No creo que haya nadie que merezca más mi respeto que un activista pro Derechos Humanos; esos derechos que, considerados inalienables por las constituciones de todos los países democráticos, no se duda en enajenar cuando a determinado gobierno le parece oportuno. Pero no por ello puedo considerar lícita una coacción, sea cual sea su causa. No podemos pretender instaurar la paz coaccionando, aunque determinadas ideologías libertarias le otorguen legitimidad cuando es el pueblo quien la ejerce. ¿No estaríamos, si realizamos una coacción, colocándonos en el mismo plano de inmoralidad que los que la ejercen para reforzar su poder?
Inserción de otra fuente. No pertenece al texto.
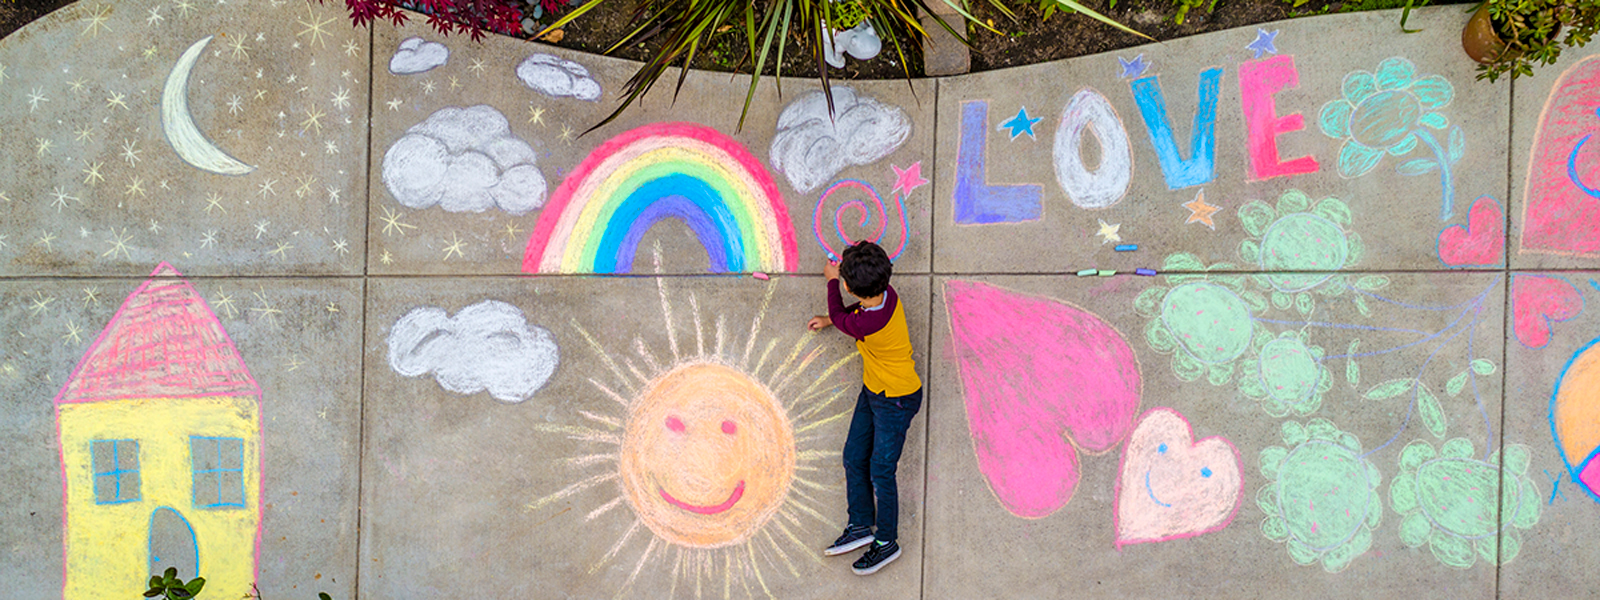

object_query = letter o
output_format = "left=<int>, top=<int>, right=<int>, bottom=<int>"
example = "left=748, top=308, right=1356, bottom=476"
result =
left=1053, top=89, right=1132, bottom=209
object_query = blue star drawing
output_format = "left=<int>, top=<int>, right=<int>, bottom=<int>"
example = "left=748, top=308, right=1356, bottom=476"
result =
left=1118, top=54, right=1150, bottom=79
left=999, top=107, right=1042, bottom=140
left=1247, top=28, right=1279, bottom=59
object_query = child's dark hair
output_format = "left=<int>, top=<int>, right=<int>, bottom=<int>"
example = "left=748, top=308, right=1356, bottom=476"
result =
left=839, top=241, right=892, bottom=298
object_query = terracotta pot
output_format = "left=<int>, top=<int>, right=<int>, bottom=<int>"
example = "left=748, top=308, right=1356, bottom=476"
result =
left=1462, top=3, right=1508, bottom=64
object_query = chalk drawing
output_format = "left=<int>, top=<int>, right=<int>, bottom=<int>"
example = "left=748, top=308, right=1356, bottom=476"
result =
left=1053, top=89, right=1133, bottom=209
left=998, top=106, right=1042, bottom=140
left=1521, top=55, right=1600, bottom=257
left=1113, top=408, right=1241, bottom=548
left=530, top=278, right=854, bottom=596
left=1238, top=190, right=1356, bottom=295
left=1239, top=55, right=1320, bottom=180
left=890, top=161, right=928, bottom=197
left=1436, top=196, right=1505, bottom=268
left=387, top=300, right=559, bottom=403
left=944, top=280, right=1142, bottom=518
left=161, top=36, right=254, bottom=176
left=1512, top=275, right=1583, bottom=349
left=523, top=122, right=800, bottom=274
left=953, top=101, right=1043, bottom=224
left=382, top=105, right=549, bottom=215
left=812, top=178, right=908, bottom=262
left=1257, top=419, right=1380, bottom=573
left=517, top=53, right=602, bottom=101
left=1390, top=439, right=1540, bottom=567
left=388, top=37, right=448, bottom=74
left=1246, top=28, right=1279, bottom=58
left=769, top=87, right=911, bottom=193
left=1319, top=57, right=1462, bottom=220
left=822, top=21, right=882, bottom=68
left=55, top=263, right=262, bottom=599
left=1130, top=68, right=1221, bottom=189
left=1239, top=331, right=1332, bottom=417
left=1553, top=336, right=1600, bottom=502
left=1117, top=54, right=1151, bottom=79
left=1183, top=189, right=1221, bottom=229
left=1136, top=267, right=1255, bottom=386
left=1096, top=219, right=1122, bottom=245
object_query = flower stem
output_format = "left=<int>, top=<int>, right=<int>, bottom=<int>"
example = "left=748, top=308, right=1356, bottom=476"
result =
left=1415, top=128, right=1456, bottom=220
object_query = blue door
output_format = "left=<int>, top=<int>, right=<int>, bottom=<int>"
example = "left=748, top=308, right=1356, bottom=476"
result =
left=148, top=507, right=199, bottom=579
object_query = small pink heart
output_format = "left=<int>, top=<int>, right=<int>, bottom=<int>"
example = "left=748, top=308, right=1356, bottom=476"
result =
left=1512, top=275, right=1584, bottom=349
left=1114, top=408, right=1241, bottom=548
left=1437, top=196, right=1505, bottom=267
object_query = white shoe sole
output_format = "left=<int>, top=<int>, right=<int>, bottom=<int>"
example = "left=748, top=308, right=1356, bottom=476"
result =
left=824, top=535, right=875, bottom=556
left=852, top=548, right=900, bottom=575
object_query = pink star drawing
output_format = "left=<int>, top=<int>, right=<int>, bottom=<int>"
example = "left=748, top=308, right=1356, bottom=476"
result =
left=891, top=161, right=928, bottom=197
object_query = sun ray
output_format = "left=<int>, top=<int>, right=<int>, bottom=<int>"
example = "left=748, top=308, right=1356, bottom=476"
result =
left=619, top=537, right=662, bottom=598
left=751, top=338, right=780, bottom=379
left=530, top=472, right=618, bottom=512
left=723, top=550, right=733, bottom=600
left=695, top=551, right=707, bottom=599
left=760, top=529, right=800, bottom=578
left=746, top=542, right=774, bottom=599
left=585, top=495, right=626, bottom=522
left=782, top=494, right=831, bottom=525
left=795, top=387, right=851, bottom=421
left=764, top=332, right=815, bottom=382
left=795, top=409, right=852, bottom=434
left=656, top=269, right=681, bottom=363
left=796, top=449, right=833, bottom=462
left=563, top=453, right=616, bottom=469
left=715, top=314, right=727, bottom=362
left=531, top=423, right=623, bottom=445
left=741, top=282, right=777, bottom=368
left=593, top=518, right=643, bottom=574
left=588, top=378, right=632, bottom=409
left=634, top=337, right=663, bottom=374
left=669, top=547, right=684, bottom=600
left=767, top=517, right=820, bottom=566
left=771, top=347, right=824, bottom=398
left=690, top=292, right=705, bottom=358
left=794, top=354, right=859, bottom=406
left=789, top=475, right=834, bottom=492
left=623, top=357, right=650, bottom=385
left=573, top=318, right=640, bottom=392
left=579, top=410, right=623, bottom=430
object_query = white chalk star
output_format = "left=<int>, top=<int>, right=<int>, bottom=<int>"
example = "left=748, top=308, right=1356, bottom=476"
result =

La coacción, en el Derecho Civil, es un vicio del consentimiento que conlleva la nulidad de lo conseguido mediante su aplicación. No podemos poner nuestra mirada en el fin que se pretende conseguir para darle, a esa acción, una legitimidad que, en ese marco concreto, no tiene; porque si desdibujamos las líneas que separan lo correcto de lo que no lo es, corremos el riesgo de que dichas líneas dejen de existir; y si ya es difícil vivir en el mundo, tal y como los estamos construyendo, imaginad como sería si terminase imperando la ley del más fuerte. A las claras, quiero decir.